Ik heb er mijn gewrichten kapotgewerkt. Ik wilde naar de stad om eindelijk van die ballast af te zijn: de karweien bleven maar komen. Ik heb me eerst afgevraagd waar ik naartoe wilde. In Gent had ik al gewoond als student. Dan bleven nog Brussel en Antwerpen over, want Parijs – wat bovenaan het lijstje stond – bleek te duur. Uiteindelijk werd het Antwerpen, omdat de loft van mijn zoon vrijkwam. Ik vind het hier een leuke buurt. Met mijn oude hond moeten we maar twee straten door om de Schelde te bereiken. Ook dat beest voelt zich hier goed. Hij stapt veel sneller dan in Hove. Ik veronderstel dat de geurtjes hier uitdagender zijn. Zelf heb ik ook wel een binding met deze stad. Mijn moeder woonde er en mijn partner heeft veel gepubliceerd over Antwerpen.
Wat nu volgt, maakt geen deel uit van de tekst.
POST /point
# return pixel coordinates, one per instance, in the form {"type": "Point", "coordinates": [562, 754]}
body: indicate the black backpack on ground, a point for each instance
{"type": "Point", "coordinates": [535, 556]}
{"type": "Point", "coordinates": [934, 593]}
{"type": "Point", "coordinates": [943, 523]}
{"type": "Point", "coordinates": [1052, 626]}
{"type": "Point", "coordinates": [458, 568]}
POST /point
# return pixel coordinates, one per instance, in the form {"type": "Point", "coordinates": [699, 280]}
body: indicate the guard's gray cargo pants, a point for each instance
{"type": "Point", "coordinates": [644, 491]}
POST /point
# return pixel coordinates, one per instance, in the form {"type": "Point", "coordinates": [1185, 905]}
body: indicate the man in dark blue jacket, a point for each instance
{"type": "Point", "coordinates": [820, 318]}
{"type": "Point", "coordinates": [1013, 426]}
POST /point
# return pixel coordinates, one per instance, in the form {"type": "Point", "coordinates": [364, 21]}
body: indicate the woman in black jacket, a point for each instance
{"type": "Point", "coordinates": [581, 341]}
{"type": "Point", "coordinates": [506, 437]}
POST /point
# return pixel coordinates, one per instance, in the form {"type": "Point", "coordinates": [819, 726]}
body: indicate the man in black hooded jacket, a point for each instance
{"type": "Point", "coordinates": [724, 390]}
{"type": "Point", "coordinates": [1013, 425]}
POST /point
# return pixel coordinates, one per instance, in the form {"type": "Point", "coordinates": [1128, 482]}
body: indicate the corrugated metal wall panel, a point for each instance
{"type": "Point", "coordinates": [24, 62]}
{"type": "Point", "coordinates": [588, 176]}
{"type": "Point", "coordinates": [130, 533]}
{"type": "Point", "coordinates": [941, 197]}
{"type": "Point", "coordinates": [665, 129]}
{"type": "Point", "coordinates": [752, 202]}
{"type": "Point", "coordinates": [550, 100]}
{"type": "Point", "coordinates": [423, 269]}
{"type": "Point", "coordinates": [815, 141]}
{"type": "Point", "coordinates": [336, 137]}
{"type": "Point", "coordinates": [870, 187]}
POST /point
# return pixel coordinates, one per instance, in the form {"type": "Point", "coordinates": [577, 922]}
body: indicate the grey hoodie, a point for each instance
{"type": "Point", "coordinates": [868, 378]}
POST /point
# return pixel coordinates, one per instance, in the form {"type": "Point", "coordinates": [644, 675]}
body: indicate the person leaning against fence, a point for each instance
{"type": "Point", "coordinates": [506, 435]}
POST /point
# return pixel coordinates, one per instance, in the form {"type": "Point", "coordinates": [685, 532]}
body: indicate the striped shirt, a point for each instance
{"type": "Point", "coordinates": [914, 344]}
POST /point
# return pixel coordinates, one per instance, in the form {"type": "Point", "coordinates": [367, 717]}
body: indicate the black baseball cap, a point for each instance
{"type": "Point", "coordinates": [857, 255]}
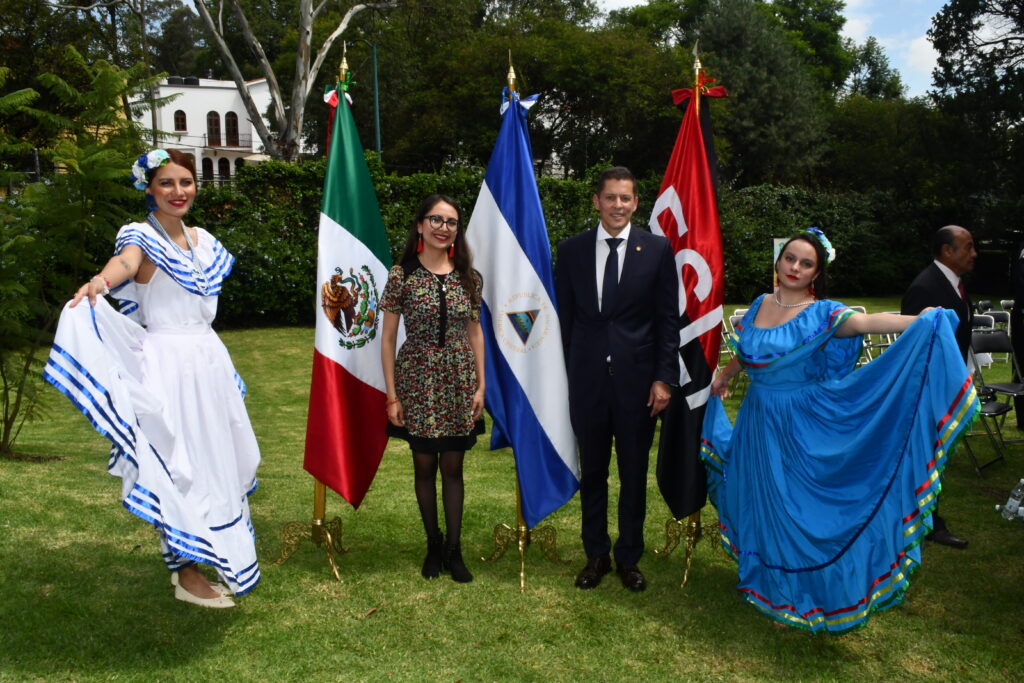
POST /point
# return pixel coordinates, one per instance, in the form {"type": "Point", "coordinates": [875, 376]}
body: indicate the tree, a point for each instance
{"type": "Point", "coordinates": [286, 117]}
{"type": "Point", "coordinates": [771, 127]}
{"type": "Point", "coordinates": [980, 81]}
{"type": "Point", "coordinates": [871, 76]}
{"type": "Point", "coordinates": [814, 28]}
{"type": "Point", "coordinates": [54, 231]}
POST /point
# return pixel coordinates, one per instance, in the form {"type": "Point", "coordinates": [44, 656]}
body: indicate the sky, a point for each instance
{"type": "Point", "coordinates": [899, 26]}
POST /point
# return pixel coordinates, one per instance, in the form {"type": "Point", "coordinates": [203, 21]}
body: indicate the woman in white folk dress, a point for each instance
{"type": "Point", "coordinates": [159, 383]}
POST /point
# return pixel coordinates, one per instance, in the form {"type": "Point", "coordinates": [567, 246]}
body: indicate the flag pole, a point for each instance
{"type": "Point", "coordinates": [504, 536]}
{"type": "Point", "coordinates": [693, 530]}
{"type": "Point", "coordinates": [318, 531]}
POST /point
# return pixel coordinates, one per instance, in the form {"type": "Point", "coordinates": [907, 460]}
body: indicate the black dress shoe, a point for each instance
{"type": "Point", "coordinates": [944, 537]}
{"type": "Point", "coordinates": [632, 577]}
{"type": "Point", "coordinates": [591, 574]}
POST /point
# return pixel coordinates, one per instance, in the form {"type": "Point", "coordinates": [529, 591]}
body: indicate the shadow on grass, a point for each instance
{"type": "Point", "coordinates": [99, 612]}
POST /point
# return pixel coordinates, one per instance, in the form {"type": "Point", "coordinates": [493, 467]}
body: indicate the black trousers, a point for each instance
{"type": "Point", "coordinates": [629, 425]}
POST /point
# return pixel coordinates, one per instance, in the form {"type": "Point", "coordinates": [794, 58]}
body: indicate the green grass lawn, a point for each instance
{"type": "Point", "coordinates": [85, 595]}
Ik wil me ook echt gaan engageren in het buurtleven. Ik ga meewerken met de stRaten-generaal, dat zich inzet voor een betere leefruimte. Hoewel ik graag alleen ben, blijf ik een sociaal beest. Hier zit ik veel centraler en ik denk dat er wel makkelijker iemand binnenwipt. In Hove kwam er alleen bezoek als dat afgesproken was.”
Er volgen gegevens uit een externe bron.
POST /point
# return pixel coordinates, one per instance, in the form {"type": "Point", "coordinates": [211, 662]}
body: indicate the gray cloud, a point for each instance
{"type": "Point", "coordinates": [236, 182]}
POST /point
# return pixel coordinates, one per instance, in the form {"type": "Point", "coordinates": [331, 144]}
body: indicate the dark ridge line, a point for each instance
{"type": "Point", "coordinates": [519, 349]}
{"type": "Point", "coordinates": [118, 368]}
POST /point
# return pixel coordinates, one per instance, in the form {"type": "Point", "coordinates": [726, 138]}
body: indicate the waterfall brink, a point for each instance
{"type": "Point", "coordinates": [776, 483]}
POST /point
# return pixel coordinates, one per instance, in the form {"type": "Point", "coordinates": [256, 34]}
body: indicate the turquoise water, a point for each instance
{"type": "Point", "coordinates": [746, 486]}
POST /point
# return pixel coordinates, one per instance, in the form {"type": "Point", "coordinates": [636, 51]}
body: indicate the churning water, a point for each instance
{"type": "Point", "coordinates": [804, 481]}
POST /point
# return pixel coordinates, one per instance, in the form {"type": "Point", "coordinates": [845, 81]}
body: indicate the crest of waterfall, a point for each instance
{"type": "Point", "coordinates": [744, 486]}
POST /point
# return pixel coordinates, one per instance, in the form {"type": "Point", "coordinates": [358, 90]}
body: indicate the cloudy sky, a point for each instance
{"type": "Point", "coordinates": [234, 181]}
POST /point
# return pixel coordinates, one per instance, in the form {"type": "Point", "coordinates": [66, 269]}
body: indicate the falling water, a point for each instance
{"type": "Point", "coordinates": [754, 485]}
Kries loopt door de loft en gaat in de keuken tegen het aanrecht staan. “Dat ga ik nog veranderen. Ik ga die boord lager maken en met metaal afwerken. Ik wil geen hout meer, ik heb er te lang tussen gezeten. Verder blijft het hier zoals het er nu uitziet. Ik verhuis geen meubelen uit Hove. Ik heb het huis en de inboedel verkocht. In feite neem ik alleen mezelf mee.”